Clarice, uma mulher que morreu pela vontade de escrever

Autor

Leo Gilson Ribeiro

Resumo
Jornal da Tarde, 1982-12-9. Aguardando revisão.

No plano utilitarista da vida, Clarice Lispector foi uma grande escritora de alcance internacional que morreu vítima de seu maravilhoso talento, no dia 9 de dezembro de 1977, há cinco anos. Morreu vilmente explorada por editoras que lhe roubavam direitos autorais, por jornais que subitamente “dispensavam” as suas inigualáveis crônicas escritas duas, três vezes por semana. Dizer que Clarice morreu pobre, internada de favor, com câncer, num hospital da Previdência Social, é pouco. Em seu depoimento comovente ao Coojornal de Porto Alegre, ela relatou a miséria (a fome também?) que passara ludibriada por editores, jornais, pela ausência de uma estrutura industrial brasileira que lhe desse o sustento para seu extraordinário talento. Ela literalmente morreu vítima da compulsão que a tornava quase uma mendiga altiva: a vontade indetível, inútil de escrever.

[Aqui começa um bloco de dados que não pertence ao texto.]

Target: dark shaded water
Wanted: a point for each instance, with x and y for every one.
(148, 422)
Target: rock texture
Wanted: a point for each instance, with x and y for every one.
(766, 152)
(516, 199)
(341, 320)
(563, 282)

Noutro plano, Clarice Lispector já como que tinha nascido marginal num país que sempre marginalizou a inteligência e a cultura ao plano da inexistência. Mas se ela escrevia detestando o ofício que seu talento maravilhoso lhe impusera, por outro lado ela escrevia como forma de doação de si mesma ao leitor e como autêntica revolução da lingugem no Brasil. Ela inaugurou um modo de escrever - imitado em vão por talentelhos menores que lhe estavam à volta - do qual só se pode dizer, documentadamente, que equivaleu, na literatura das Américas, a antes e depois de Clarice Lispector. Contista introspectiva, que compreende as múltiplas aparências do real que se esboçam, todas, uma transcendência do ser humano, da natureza, do tempo (à semelhança de Lygia Fagundes Telles), ela frutificou, na prosa, todas as teorias do Movimento de 22, sem jamais ter lido mais do que dois ou três livros, fora a cartilha, em toda a sua vida. Clarice Lispector detestava conversar sobre literatura e abominava tanto a leitura quanto o jargão literatês. Gostava de animais (até de baratas, das quais se condoia por estarem destinadas a morrerem esmagadas pelos homens), de crianças, de velhos, de empregadas domésticas, de cinema, de Coca-Cola com café e cartomantes.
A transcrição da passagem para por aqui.